Wednesday 18 February 2009
Altermodern
The Nicolas Bourriaud curated Tate Triennial, Altermodern, has been generating plenty of discussion – much of it negative. I’m the first to get grumpy with contemporary art, but to my surprise I enjoyed a lot of the Tate’s exhibition. Much of the criticism, such as Rachel Campbell-Johnston in the Times, Jackie Wullschager in the FT and Waldemar Janusczek in the Sunday Times, has been pitched very much against the artists’ and Bourriaud’s use of theory. In one sense one should be used to this with the mainstream press – they’ve always been scared of intellectuals that go beyond the merely middlebrow. But surely their art critics should be obliged to be at least a little up-to-date with the cutting edge in contemporary thought? Doesn’t that kind of come with the job description?

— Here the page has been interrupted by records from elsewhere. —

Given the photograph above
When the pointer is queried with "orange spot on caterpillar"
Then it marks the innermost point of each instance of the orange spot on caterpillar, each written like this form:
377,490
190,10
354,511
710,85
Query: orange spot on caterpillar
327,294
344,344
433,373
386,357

In this context, the latest issue of Art Monthly (February 09; nothing available to read online, I’m afraid) is to be recommended, with no less than three excellent pieces that amount to a critical engagement with the issues surrounding the Tate’s Altermodern. There’s a wonderful interview with radical artist Francis Alys (not at the Tate, but one who could be indicated as an exemplary practitioner of Bourriaud’s earlier headline concept, Relational Aesthetics); a great piece by Dave Beech on the possibilities for critical art after Postmodernism, where he tackles Bourriaud’s concept of the Altermodern within a historical and theoretical context; and finally Maya and Reuben Fowkes on the relationship between art and theory, where they explore a curator’s relationship to art theory and how it can be used and abused.